In a quarter that showed a “notable negative turn in overall dealer sentiment,” even the used-car side of the dealership is seeing a bit less optimism these days, according to the Q4 2018 Cox Automotive Dealer Sentiment Index released this week.
“The fourth quarter represented a notable negative turn in overall dealer sentiment and their outlook for the future,” Cox Automotive chief economist Jonathan Smoke said in a news release. “The big negative swing in expectations that was significantly lower than last quarter and the same time last year is especially alarming.”
Not only did the overall current market index fall from 51 to in the third quarter to 44 in the third quarter, one metric marked a first in the report’s history: expectations for the next quarter were in negative territory (49). That reading means “dealer expecting conditions to be weak in the future outnumber those who think conditions will be strong,” the company in the report.
Overall dealer sentiment has been on what Cox Automotive described as a “roller coaster year.” What once was an optimistic dealer body has grown pessimistic, the company said.
“Slowing customer traffic, growing pressure to reduce prices, and declining profitability aligned with a view of the market that retreated from strong to weak in the aggregate index,” Smoke said. “Dealers remain worried about the negative impact of proposed tariffs leading to higher prices, but they are also now seeing a less robust used-vehicle market, which is also notably weaker than last year.”
As far as the metrics specific to pre-owned, dealers were asked to describe the current used-car sales environment. The index reading for franchised dealers was 68, compared to 72 in the third quarter and 67 a year ago.
For independents, it was 46, down from 52 in Q3 and 51 in Q4 2017.
The overall score was 51, compared to 55 in Q4 2017 and 57 last quarter.
Asked to describe current used-car inventory levels, franchised dealers were at 54, down from 55 a year ago and up from 52 in Q3.
Independents were at 46, even with the previous quarter and down from 53 a year ago.
The overall score of 48 was even with Q3 and down from 53 a year ago.
Drilling down into an economic issue, dealers were also asked this one and given a list of choices: “What, if any, positive impacts would imposing tariffs on imported vehicles and parts have on your business?

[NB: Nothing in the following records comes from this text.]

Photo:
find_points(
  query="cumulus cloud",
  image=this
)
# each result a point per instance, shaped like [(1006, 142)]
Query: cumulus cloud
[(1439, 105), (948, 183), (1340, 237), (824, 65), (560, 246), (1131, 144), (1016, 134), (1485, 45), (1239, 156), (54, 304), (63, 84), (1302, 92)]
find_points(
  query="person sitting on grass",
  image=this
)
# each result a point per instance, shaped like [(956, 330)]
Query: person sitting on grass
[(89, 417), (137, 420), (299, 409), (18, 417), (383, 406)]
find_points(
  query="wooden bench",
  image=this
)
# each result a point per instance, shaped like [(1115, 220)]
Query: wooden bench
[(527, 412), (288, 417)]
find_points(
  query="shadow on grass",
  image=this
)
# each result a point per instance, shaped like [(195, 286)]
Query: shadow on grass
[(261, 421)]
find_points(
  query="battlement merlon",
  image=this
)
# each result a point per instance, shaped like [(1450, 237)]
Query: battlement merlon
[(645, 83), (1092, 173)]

Please select all that apply.”
Forty-six percent thought there would be increased traffic for used vehicles, compared to 44 percent who said the same in Q3.

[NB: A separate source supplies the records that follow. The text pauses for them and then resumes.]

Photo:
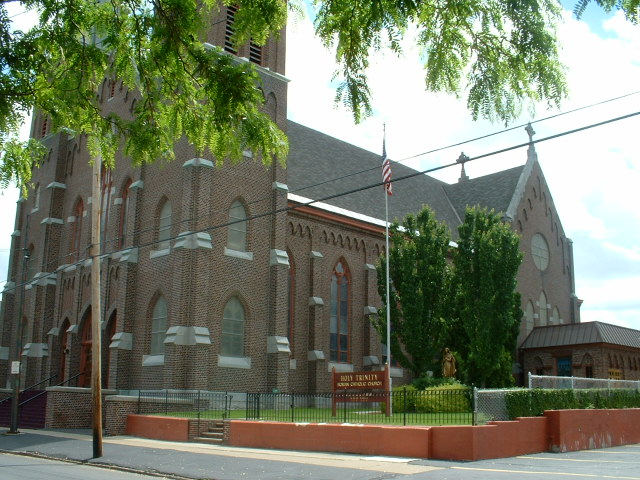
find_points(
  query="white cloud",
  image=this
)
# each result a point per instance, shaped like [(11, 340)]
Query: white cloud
[(593, 175)]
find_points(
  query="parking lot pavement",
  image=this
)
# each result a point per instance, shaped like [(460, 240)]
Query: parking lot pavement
[(198, 461), (610, 463)]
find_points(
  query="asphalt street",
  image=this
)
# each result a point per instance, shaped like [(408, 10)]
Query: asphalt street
[(25, 455)]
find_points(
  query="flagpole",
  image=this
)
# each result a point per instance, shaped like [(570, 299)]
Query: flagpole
[(386, 231), (386, 176)]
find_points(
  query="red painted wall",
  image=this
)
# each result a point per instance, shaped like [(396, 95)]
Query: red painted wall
[(159, 428), (364, 439), (572, 430), (557, 430)]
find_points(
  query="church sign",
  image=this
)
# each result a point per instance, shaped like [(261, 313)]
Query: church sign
[(361, 387)]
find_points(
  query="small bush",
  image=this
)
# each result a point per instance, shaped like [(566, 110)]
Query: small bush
[(443, 399), (533, 403)]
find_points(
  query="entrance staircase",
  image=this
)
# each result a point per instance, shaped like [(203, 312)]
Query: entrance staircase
[(31, 414)]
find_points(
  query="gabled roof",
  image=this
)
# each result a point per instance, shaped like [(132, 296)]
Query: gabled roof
[(491, 191), (581, 334), (320, 166)]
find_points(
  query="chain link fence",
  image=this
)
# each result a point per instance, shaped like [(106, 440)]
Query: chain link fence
[(548, 381)]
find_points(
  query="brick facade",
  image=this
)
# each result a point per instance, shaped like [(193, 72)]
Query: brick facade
[(197, 275)]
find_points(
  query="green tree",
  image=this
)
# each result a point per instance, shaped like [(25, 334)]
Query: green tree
[(185, 88), (419, 273), (486, 307), (502, 54)]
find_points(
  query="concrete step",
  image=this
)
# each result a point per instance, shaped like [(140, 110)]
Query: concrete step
[(211, 441)]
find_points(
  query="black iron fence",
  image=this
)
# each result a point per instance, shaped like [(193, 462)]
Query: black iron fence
[(438, 406), (199, 404)]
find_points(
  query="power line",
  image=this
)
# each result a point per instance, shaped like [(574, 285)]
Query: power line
[(464, 142), (376, 184)]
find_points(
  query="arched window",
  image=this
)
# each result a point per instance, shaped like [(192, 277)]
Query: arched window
[(528, 314), (36, 197), (76, 230), (291, 289), (64, 349), (105, 205), (164, 226), (232, 341), (542, 305), (124, 216), (339, 315), (32, 262), (158, 326), (237, 232)]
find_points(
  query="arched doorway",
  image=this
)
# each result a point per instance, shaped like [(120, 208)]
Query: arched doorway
[(85, 353), (64, 350), (106, 351)]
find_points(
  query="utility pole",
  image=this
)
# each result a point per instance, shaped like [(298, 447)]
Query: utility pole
[(16, 365), (96, 310)]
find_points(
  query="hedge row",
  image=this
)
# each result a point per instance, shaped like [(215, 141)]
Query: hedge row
[(442, 399), (533, 402)]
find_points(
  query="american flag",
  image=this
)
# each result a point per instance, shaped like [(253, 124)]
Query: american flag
[(386, 170)]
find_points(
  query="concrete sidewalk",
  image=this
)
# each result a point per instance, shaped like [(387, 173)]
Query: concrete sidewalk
[(200, 461)]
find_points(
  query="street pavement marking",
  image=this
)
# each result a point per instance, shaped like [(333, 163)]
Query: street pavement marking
[(585, 460), (376, 464), (559, 474)]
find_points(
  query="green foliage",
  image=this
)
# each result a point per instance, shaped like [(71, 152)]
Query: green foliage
[(631, 8), (486, 312), (533, 402), (183, 88), (501, 53), (445, 399), (424, 382), (419, 272)]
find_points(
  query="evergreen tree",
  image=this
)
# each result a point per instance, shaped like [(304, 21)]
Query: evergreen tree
[(419, 273), (486, 313)]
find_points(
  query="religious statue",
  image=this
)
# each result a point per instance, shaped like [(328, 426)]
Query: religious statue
[(448, 364)]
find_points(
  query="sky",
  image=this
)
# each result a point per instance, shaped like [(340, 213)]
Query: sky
[(593, 175)]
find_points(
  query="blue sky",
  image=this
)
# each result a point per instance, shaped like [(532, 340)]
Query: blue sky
[(593, 176)]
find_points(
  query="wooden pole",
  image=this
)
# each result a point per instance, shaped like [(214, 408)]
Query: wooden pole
[(96, 355)]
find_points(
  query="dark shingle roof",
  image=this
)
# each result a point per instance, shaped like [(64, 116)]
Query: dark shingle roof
[(492, 191), (320, 166), (582, 334)]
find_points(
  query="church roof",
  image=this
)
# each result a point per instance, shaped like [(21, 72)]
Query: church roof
[(581, 334), (493, 191), (320, 166)]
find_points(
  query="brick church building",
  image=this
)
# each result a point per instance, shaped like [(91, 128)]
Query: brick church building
[(241, 278)]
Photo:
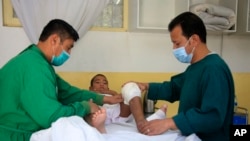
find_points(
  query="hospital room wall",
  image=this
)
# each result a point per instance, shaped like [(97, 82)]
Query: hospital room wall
[(134, 56)]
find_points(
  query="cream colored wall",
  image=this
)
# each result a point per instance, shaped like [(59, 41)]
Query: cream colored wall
[(116, 79)]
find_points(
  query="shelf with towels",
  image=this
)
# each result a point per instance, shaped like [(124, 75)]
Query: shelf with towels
[(244, 17), (217, 15)]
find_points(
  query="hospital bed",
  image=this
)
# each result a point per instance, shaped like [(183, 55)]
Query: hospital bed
[(76, 129)]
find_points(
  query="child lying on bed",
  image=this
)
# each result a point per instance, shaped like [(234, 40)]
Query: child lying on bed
[(98, 118), (121, 112)]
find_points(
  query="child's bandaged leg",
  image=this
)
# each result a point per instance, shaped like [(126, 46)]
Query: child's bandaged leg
[(159, 114), (129, 91)]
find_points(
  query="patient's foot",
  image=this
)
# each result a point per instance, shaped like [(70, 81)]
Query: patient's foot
[(98, 120), (159, 114)]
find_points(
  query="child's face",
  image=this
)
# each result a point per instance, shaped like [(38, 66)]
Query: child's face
[(100, 83)]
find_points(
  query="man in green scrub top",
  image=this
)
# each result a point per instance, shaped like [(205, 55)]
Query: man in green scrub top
[(205, 90), (32, 95)]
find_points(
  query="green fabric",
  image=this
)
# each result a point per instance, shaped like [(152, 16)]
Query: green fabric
[(33, 96), (205, 92)]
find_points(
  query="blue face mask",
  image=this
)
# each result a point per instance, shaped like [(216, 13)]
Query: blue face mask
[(181, 54), (59, 60)]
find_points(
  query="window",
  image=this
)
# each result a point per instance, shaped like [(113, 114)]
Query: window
[(114, 17)]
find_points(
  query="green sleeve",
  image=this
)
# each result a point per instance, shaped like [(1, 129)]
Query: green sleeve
[(40, 99), (215, 108), (168, 90)]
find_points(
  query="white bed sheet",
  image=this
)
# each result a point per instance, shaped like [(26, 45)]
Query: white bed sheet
[(75, 129)]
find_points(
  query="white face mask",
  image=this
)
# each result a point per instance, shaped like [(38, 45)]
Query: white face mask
[(181, 54)]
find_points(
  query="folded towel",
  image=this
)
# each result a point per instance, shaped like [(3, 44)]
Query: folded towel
[(214, 17)]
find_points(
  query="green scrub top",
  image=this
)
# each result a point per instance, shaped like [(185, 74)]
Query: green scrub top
[(205, 92), (32, 96)]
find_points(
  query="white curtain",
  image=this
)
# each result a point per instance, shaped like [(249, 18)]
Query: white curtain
[(35, 14)]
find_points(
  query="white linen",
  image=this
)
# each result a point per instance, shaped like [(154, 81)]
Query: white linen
[(214, 17), (76, 129)]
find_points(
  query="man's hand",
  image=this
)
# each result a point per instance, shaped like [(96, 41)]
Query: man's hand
[(103, 91), (142, 86), (113, 99), (93, 107)]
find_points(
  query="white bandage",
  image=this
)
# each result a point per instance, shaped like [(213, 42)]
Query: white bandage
[(129, 91)]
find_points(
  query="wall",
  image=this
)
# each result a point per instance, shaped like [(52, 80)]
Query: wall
[(135, 54)]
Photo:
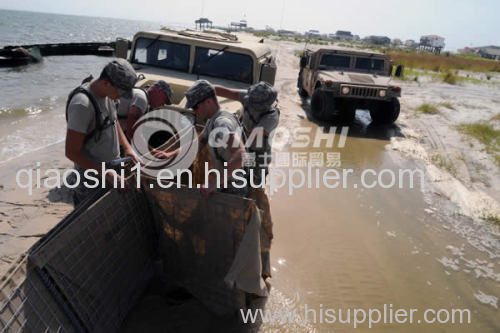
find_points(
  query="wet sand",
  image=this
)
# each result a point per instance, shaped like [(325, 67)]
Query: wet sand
[(333, 248)]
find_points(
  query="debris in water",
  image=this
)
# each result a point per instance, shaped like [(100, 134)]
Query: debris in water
[(487, 299)]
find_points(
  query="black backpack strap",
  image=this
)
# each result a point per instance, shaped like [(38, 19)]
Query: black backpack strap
[(99, 127)]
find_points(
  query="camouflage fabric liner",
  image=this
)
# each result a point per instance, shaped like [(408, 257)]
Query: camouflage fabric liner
[(199, 249)]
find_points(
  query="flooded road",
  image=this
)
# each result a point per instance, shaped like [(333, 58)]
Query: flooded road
[(363, 248)]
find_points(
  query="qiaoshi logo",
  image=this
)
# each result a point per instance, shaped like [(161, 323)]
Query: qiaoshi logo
[(158, 134)]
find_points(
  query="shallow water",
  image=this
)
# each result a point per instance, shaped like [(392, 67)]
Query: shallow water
[(33, 97)]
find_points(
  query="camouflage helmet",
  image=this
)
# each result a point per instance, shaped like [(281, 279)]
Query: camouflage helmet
[(199, 91), (166, 88), (122, 76), (260, 97)]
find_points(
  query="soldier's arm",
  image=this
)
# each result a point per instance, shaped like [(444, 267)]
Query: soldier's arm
[(127, 149), (134, 114), (227, 93), (236, 159), (73, 150)]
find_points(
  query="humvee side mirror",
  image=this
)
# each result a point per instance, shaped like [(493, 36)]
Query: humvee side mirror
[(303, 61), (121, 48), (268, 73), (399, 71)]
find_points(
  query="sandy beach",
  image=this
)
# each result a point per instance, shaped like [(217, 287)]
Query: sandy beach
[(436, 247), (25, 218)]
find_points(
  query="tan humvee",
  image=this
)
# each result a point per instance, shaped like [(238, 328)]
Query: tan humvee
[(340, 80), (182, 57)]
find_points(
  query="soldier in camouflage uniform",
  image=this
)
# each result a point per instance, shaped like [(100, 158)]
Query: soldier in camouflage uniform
[(260, 118), (220, 125), (93, 133)]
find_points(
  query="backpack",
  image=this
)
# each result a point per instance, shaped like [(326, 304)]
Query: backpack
[(99, 125), (230, 115)]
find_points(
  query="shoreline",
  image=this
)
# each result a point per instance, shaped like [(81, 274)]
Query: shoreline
[(25, 218)]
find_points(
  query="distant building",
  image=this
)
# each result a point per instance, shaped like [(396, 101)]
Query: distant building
[(396, 42), (241, 25), (203, 23), (411, 44), (313, 34), (287, 32), (377, 40), (432, 43), (342, 35), (490, 52)]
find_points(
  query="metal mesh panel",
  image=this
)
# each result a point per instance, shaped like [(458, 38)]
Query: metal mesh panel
[(199, 237), (101, 261), (27, 305)]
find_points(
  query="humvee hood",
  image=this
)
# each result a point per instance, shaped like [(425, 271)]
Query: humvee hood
[(353, 78)]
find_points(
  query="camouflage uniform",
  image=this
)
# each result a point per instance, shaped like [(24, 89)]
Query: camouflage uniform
[(224, 122), (81, 118), (260, 112)]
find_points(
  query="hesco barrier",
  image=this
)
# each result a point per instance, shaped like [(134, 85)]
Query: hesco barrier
[(88, 272)]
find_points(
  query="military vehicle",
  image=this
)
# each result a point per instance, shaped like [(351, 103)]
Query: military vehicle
[(182, 57), (341, 80)]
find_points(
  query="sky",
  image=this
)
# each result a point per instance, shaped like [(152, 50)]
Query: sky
[(461, 22)]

Thirty-six percent thought there would be an increased margin on all used vehicles as the market adjusts, compared to 27 percent who felt that way last quarter.

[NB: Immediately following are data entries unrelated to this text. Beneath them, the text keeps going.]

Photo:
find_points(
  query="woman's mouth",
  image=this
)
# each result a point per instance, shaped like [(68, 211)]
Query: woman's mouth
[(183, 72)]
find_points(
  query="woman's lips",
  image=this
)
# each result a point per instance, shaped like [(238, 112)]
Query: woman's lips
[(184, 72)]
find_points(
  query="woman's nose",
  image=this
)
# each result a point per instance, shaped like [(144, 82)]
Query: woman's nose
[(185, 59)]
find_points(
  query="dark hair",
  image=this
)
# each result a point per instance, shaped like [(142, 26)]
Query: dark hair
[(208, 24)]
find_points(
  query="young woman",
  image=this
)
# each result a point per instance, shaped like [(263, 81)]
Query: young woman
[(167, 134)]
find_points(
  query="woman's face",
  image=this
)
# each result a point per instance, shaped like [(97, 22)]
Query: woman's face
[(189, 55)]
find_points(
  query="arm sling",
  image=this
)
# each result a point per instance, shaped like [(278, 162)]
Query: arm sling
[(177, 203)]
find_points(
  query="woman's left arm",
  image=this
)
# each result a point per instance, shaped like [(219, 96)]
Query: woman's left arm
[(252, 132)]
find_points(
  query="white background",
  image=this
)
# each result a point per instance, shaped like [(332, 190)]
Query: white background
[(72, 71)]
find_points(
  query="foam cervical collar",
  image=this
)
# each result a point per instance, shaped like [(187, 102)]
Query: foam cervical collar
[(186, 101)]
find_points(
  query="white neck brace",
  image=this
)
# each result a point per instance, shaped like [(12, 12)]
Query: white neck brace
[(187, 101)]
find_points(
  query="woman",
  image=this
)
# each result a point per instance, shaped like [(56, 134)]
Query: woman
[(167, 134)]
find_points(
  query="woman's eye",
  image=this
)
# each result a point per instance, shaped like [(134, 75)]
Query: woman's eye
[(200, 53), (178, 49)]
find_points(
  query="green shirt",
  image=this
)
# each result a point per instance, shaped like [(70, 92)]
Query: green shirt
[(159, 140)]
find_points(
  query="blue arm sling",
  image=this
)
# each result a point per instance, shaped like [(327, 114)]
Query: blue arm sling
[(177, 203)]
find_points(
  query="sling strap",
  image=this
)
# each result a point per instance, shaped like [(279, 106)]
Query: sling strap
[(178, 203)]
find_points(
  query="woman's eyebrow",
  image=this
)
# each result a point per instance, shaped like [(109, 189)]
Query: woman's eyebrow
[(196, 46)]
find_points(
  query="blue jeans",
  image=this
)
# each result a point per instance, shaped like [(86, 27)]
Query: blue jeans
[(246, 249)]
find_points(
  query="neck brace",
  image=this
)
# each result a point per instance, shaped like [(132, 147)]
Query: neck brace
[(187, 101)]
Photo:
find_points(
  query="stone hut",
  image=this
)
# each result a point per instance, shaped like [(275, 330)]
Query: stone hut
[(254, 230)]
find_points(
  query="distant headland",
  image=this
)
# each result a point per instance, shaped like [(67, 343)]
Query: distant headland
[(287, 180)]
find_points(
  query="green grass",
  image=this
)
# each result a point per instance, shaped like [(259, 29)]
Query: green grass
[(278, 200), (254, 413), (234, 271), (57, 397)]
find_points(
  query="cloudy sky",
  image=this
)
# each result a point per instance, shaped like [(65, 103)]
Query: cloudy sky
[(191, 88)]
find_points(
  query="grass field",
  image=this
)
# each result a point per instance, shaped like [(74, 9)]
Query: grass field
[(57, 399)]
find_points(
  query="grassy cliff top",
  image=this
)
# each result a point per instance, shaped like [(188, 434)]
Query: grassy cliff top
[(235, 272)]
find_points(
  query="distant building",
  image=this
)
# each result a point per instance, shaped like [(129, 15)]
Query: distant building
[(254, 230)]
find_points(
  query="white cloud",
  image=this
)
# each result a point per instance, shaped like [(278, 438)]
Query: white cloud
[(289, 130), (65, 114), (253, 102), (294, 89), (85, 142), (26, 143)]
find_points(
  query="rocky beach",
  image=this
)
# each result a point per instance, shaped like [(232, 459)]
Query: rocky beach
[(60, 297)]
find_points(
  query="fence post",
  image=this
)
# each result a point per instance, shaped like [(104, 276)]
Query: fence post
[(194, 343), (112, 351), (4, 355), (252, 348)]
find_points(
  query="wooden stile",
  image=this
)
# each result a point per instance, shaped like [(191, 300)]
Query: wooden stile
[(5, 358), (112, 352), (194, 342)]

As far as negative impacts, 61 percent thought it would lead to higher prices on all used vehicles, against 60 percent in Q3.
Twenty-eight percent thought it would lead to lower (or delayed) used-vehicle sales, versus 23 percent who said the same in Q3.
In terms of overall impact of import tariffs on cars/parts (should they be imposed) to their profitability next quarter, 10 percent of dealers thought it would have a positive impact, 51 percent forecasted no impact and 39 percent said it would be negative.